Regex support?
First, thank you for great library!
Do you plan (or when do you plan) to support regex manipulations in polars?
Example would be, build a new column, which extracts multiple matches from another column using regex expression and combining output. Is it possible currently archive in another way?
I would be open to contribute them with some guidance.
Isn't it possible doing so using Elixir's already existing regex capabilities?
I don't know if that's exactly what you want, but I think you might write a function that returns the desired value after evaluating a cell with Regex.match?/2, and then you could map this function over an existing column, and using Explorer.DataFrame.mutate it is possible create a new one.
You can use Series.transform with Elixir regexes but that requires materializing all results to Elixir and back, which is not the most efficient format.
https://pola-rs.github.io/polars-book/user-guide/howcani/data/strings.html
So this one is certainly possible but opens up a bit of a can of worms. In the Python Polars, there is a string namespace. I think we could totally do that. Something like Series.String.lengths or Series.String.filter. There's a regex builder re-exported by polars so that's also pretty straightforward. So I guess it's mostly a design decision. As someone who works with a lot of text, I think it'd be very useful. @philss @josevalim what do you think about something like Series.String? Is there another option I'm not seeing? The only pause I have is whether we'd want to then namespace other things. E.g. Series.List in support of #296?
Honestly, I am not the biggest fan of the namespacing, it feels everything could fit in a single namespace and in the worst case we use string_ prefixes? It looks like less to manage and closer to SQL too?
Sure, I'm just a bit wary of confusing verbiage but agreed it's best to give it a try in the single namespace first and if it feels painful look at string_ prefixes.
I'm planning to close this issue this week. We now have two new functions to work with regexes: re_contains/2 and re_replace/3 - see #894.

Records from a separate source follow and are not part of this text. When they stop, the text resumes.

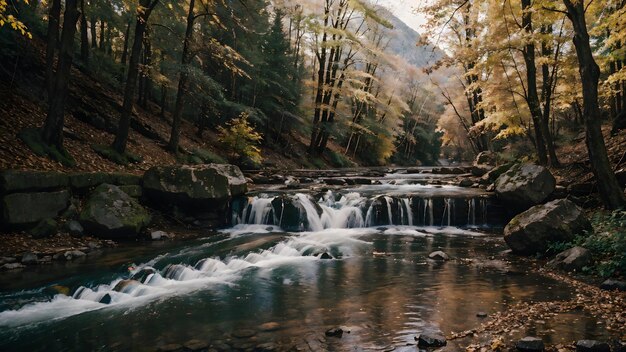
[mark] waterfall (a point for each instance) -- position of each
(315, 223)
(354, 210)
(389, 202)
(471, 212)
(409, 212)
(448, 211)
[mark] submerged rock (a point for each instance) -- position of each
(45, 228)
(12, 266)
(159, 235)
(480, 170)
(592, 346)
(533, 230)
(243, 333)
(525, 185)
(334, 332)
(439, 255)
(126, 285)
(431, 339)
(573, 259)
(613, 285)
(485, 157)
(29, 258)
(74, 228)
(109, 212)
(196, 345)
(530, 344)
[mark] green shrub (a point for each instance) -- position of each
(338, 160)
(208, 156)
(607, 243)
(241, 140)
(32, 138)
(111, 154)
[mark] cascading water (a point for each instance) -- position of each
(283, 256)
(302, 212)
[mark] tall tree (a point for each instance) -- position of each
(54, 16)
(143, 13)
(610, 191)
(532, 97)
(84, 41)
(182, 81)
(52, 131)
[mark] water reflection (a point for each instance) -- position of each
(383, 290)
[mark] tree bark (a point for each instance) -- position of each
(546, 95)
(121, 137)
(532, 97)
(94, 36)
(125, 50)
(610, 191)
(84, 40)
(102, 32)
(53, 38)
(182, 82)
(52, 131)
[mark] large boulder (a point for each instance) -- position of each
(12, 181)
(488, 158)
(533, 230)
(525, 185)
(194, 184)
(21, 209)
(109, 212)
(573, 259)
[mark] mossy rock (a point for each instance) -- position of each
(20, 209)
(110, 212)
(134, 191)
(85, 180)
(45, 228)
(12, 181)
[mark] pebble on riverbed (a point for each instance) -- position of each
(530, 344)
(592, 346)
(439, 255)
(334, 332)
(431, 339)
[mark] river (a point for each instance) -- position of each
(352, 257)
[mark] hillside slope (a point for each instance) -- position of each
(92, 112)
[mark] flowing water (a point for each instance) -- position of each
(355, 258)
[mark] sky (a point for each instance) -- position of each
(407, 11)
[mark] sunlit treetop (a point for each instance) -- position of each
(11, 20)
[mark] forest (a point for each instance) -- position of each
(317, 175)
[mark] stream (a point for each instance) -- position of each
(294, 264)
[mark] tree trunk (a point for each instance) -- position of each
(147, 84)
(532, 98)
(53, 37)
(52, 131)
(125, 50)
(119, 144)
(84, 40)
(546, 95)
(94, 37)
(182, 83)
(102, 32)
(610, 191)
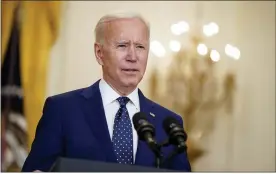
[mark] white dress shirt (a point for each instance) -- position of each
(111, 107)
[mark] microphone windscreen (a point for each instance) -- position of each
(169, 123)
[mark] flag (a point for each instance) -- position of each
(14, 147)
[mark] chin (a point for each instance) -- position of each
(131, 82)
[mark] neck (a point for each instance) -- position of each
(121, 90)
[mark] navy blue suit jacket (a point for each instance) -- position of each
(73, 125)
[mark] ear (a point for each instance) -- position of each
(98, 50)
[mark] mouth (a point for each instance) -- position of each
(130, 70)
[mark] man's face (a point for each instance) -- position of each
(124, 53)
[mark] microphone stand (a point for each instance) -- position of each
(158, 155)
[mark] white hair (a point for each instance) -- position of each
(99, 29)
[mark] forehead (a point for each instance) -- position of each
(126, 28)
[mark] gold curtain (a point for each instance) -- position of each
(39, 26)
(7, 14)
(39, 32)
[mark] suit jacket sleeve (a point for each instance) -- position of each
(47, 144)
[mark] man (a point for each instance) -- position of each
(95, 123)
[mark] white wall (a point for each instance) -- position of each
(250, 143)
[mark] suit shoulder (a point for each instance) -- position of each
(165, 111)
(66, 95)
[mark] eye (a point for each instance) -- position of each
(141, 47)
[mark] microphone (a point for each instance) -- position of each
(176, 133)
(146, 132)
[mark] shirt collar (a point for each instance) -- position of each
(109, 95)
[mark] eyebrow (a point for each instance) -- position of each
(128, 42)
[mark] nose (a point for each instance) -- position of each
(132, 57)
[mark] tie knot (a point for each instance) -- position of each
(123, 101)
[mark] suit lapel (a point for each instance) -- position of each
(95, 117)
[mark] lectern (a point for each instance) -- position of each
(80, 165)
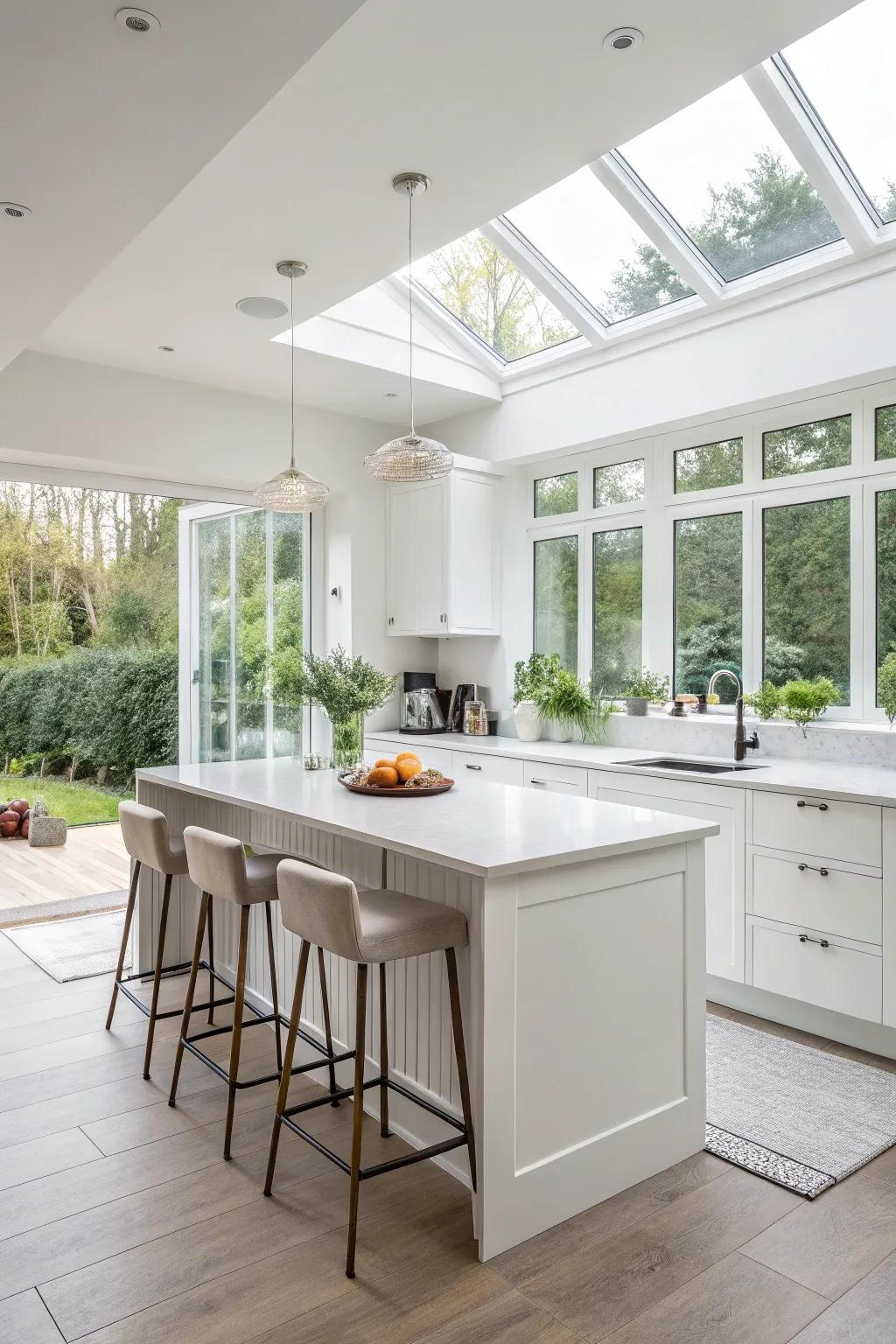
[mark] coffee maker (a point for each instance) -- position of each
(421, 707)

I would like to add 4 more functions:
-
Series.count_matches/2mirroring Python Polars'Series.count_matches/2, but only for literals. -
Series.re_count_matches/2which is the same function from above, but with regex support. -
Series.extract_all/2mirroring the function of the same name in Polars, but this time it only accepts a string representing a regex. The resultant series is of type{:list, :string}. -
Series.extract_groups/2that also only accepts a string representing a regex. It mirrors the function of the same name inPolars. The resultant dtype is{:struct, [{string(), :string}]}, with the key names as the group indexes or names.
Please let me know if you see any problems with this, or if you think we could name them differently.
Awesome work, @philss!
What about re_extract_all and re_extract_groups to hint that the input is a regex? Do we have other functions which accept regex but don't have that prefix?

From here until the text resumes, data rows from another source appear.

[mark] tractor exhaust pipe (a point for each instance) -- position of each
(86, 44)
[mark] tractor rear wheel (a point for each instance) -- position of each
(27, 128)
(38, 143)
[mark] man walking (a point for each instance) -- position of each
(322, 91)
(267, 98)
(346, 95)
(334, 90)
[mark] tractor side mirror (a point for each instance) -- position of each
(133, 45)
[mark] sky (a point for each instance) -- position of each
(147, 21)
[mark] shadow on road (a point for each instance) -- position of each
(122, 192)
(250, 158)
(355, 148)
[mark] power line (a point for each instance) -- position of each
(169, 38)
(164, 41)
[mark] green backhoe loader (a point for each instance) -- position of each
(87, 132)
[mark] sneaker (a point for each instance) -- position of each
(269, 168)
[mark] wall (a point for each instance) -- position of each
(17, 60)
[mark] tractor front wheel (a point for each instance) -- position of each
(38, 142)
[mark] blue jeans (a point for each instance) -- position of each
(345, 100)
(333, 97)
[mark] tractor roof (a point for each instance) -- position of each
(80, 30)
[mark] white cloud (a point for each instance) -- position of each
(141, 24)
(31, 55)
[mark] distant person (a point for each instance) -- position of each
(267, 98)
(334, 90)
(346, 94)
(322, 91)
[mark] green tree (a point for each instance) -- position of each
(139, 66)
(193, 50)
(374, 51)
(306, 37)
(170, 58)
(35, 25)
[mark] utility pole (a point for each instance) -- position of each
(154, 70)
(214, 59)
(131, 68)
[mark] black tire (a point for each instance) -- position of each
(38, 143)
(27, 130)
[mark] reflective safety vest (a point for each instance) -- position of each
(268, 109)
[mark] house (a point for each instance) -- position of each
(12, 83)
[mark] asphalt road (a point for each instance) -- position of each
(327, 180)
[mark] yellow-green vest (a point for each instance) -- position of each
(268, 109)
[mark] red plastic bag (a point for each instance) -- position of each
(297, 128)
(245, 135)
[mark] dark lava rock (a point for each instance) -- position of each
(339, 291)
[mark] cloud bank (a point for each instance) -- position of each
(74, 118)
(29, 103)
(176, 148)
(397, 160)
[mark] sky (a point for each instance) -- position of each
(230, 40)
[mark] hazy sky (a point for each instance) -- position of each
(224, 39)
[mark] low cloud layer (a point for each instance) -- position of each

@billylanchantin Thanks! :D And yeah, I think it would be nice to stick to the pattern and use re_ to hint that the input is a regex. I will use that.
Do we have other functions which accept regex but don't have that prefix?
No, we don't have. All of the others accept literals.
Agreed on the proposed new functions!
Btw, Elixir has scan (extract_all) and named_captures (extract_groups). Should we name them re_scan and re_named_captures to mirror Elixir?
@josevalim yeah, I agree we can mirror Elixir. re_scan and re_named_captures will be.
I'm facing a little problem with the re_named_captures implementation that is: we need to calculate the dtype, but we cannot do it without run the regex against the backend. This is not a problem for the eager backend, but it is a problem when we are using a "lazy series". I'm thinking of having an optional "names" argument that is required for the lazy series, and we always name the fields following these names. The downside is that people may need to repeat the names inside the regex and outside it. WDYT?
It would like like this:
DF.mutate(df, [parts: re_named_captures(a, "(a|b)=([0-9]+)"), ["key", "value"])])
@philss Rust regex crate should have a function that extract the names of a regex. Could we perhaps use it? Or is the issue that we don't call the lazy backend at all when building a query?
Or is the issue that we don't call the lazy backend at all when building a query?
@josevalim yeah, we don't touch the lazy backend at the moment we build the query. So we cannot (or we should not) call the backend at this point.
Let’s skip this function for now then. Eventually we should have a way of calling the backend to get this info.
I will try one last thing, and if it does not work, I will give up for now.